UTF-8 problems again

by kepler (Scribe)
on Feb 02, 2019 at 19:39 UTC

kepler has asked for the wisdom of the Perl Monks concerning the following question:


I made a script to download some texts from the web (with success). However, I have some results of the type "Mich%E8le+Mercier" that should be "Michèle+Mercier" and others like "Michèle" that should appear like "Michèle". How can I decode/code the text in Perl in order to correctly appear in an html page? (in this case should appear "Michèle Mercier" and "Michèle").

Re: UTF-8 problems again
on Feb 02, 2019 at 23:25 UTC

    Hello Kepler,

    this depends on how your script downloads texts from the web. If you are using LWP::UserAgent, then this module can take care for the UTF-8 issues: The response object you get from a successful request by your user agent has a method decoded_content which delivers strings decoded according to the text's encoding as advertised by the server.
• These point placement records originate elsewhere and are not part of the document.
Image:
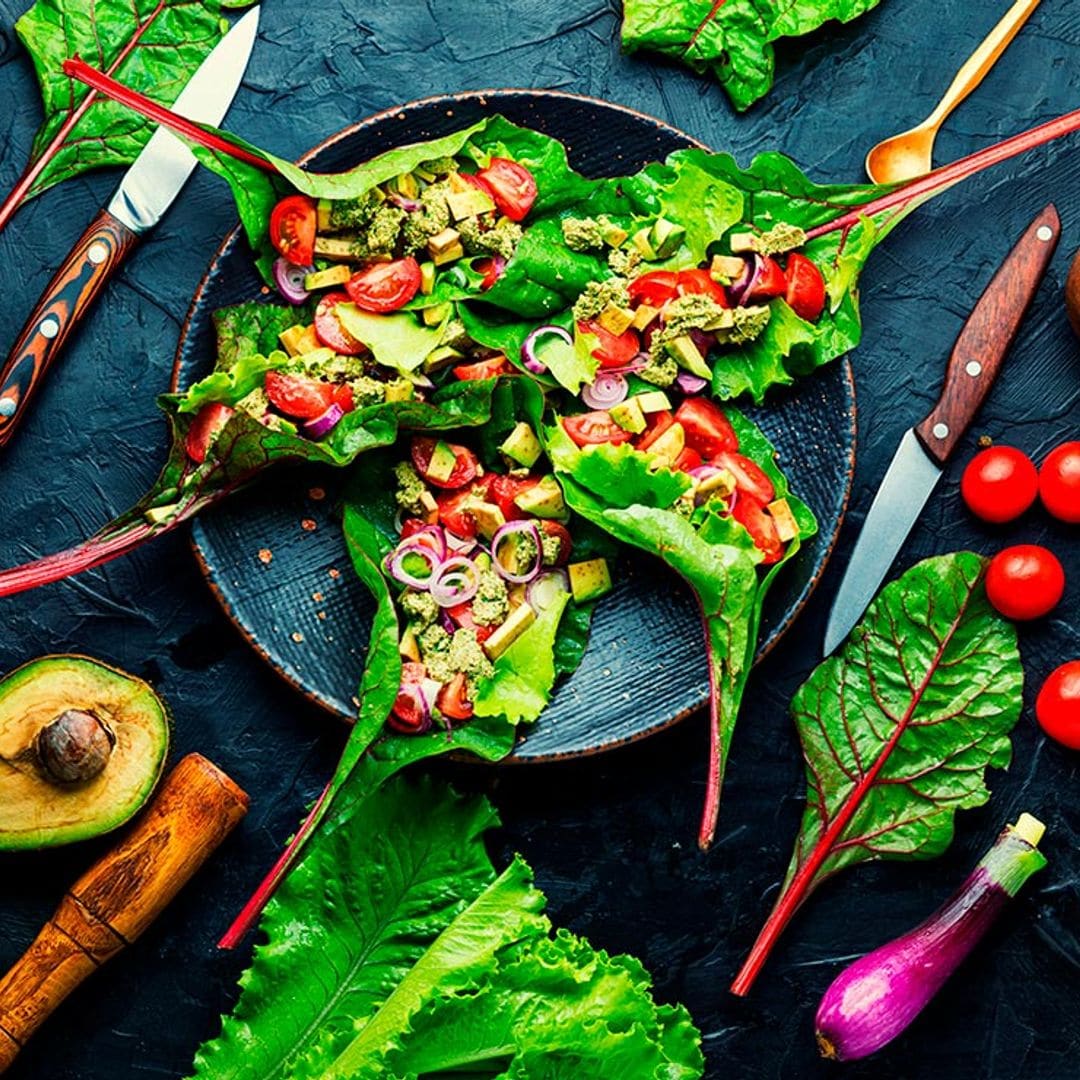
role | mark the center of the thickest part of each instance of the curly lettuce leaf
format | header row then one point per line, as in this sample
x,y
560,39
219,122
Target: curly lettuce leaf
x,y
731,40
    If you don't use LWP::UA's capability to decode the HTML content, then you need to do it yourself: Web pages inform you, either in their HTTP headers, or (especially in HTML 5) in the body, about the encoding. Check for the Content-Type header or the meta-element defining the charset, and if it is UTF-8, then use either Encode or utf8::decode to decode it. Note that utf8::decode is available without using any module, and that it modifies its parameter in-place.
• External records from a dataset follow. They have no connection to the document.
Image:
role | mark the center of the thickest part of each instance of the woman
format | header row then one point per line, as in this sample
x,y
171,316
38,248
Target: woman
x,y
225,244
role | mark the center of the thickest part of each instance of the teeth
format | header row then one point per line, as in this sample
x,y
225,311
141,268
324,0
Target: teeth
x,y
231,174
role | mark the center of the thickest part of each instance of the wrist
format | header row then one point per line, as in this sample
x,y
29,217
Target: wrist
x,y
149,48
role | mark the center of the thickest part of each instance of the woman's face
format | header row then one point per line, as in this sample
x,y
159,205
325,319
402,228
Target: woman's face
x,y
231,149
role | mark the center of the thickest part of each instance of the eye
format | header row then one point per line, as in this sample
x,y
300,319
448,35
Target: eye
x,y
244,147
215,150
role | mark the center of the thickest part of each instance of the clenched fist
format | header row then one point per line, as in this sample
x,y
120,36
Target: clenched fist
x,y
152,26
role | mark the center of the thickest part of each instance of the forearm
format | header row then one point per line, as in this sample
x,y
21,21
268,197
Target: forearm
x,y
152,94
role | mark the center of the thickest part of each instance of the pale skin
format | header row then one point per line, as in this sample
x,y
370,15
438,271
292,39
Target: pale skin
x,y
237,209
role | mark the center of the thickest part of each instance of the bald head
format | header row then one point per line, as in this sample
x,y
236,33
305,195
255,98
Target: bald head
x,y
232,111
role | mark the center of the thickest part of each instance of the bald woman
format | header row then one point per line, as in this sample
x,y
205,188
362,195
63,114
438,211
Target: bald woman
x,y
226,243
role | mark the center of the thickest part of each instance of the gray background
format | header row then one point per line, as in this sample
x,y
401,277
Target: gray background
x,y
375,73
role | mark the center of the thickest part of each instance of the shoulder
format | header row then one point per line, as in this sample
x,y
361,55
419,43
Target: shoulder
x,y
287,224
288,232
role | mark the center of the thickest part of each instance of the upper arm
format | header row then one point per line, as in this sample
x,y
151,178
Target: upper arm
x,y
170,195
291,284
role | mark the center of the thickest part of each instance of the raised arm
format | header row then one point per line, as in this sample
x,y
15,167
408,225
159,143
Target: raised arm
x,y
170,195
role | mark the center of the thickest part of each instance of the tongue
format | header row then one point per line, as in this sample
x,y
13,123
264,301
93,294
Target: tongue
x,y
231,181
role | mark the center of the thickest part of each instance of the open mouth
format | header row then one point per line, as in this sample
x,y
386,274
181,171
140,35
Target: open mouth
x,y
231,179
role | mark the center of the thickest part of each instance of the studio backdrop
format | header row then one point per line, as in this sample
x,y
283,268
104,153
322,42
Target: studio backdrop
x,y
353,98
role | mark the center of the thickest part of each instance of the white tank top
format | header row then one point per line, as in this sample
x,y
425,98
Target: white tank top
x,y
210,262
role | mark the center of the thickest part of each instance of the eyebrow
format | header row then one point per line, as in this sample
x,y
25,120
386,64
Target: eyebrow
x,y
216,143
    A string like "Mich%E8le+Mercier" occurs most probably in a link: '%e8' is an url-encoded 'è'. The user agent doesn't decode this for you, that's up to the parser you are using to analyze the URL. Note that %e8 is not the UTF-8 encoding for '`e', which might be just fine if the link target expects ISO-8859-1 encoded links.

Re: UTF-8 problems again
on Feb 03, 2019 at 01:25 UTC
    How can I decode/code the text in Perl in order to correctly appear in an html page?
    I often find it is enough to use the HTML::Entities module which will encode your text for display in a HTML page:
    use HTML::Entities; # decode the text first in case some of it is already encoded decode_entities($text); # encode the text encode_entities($text);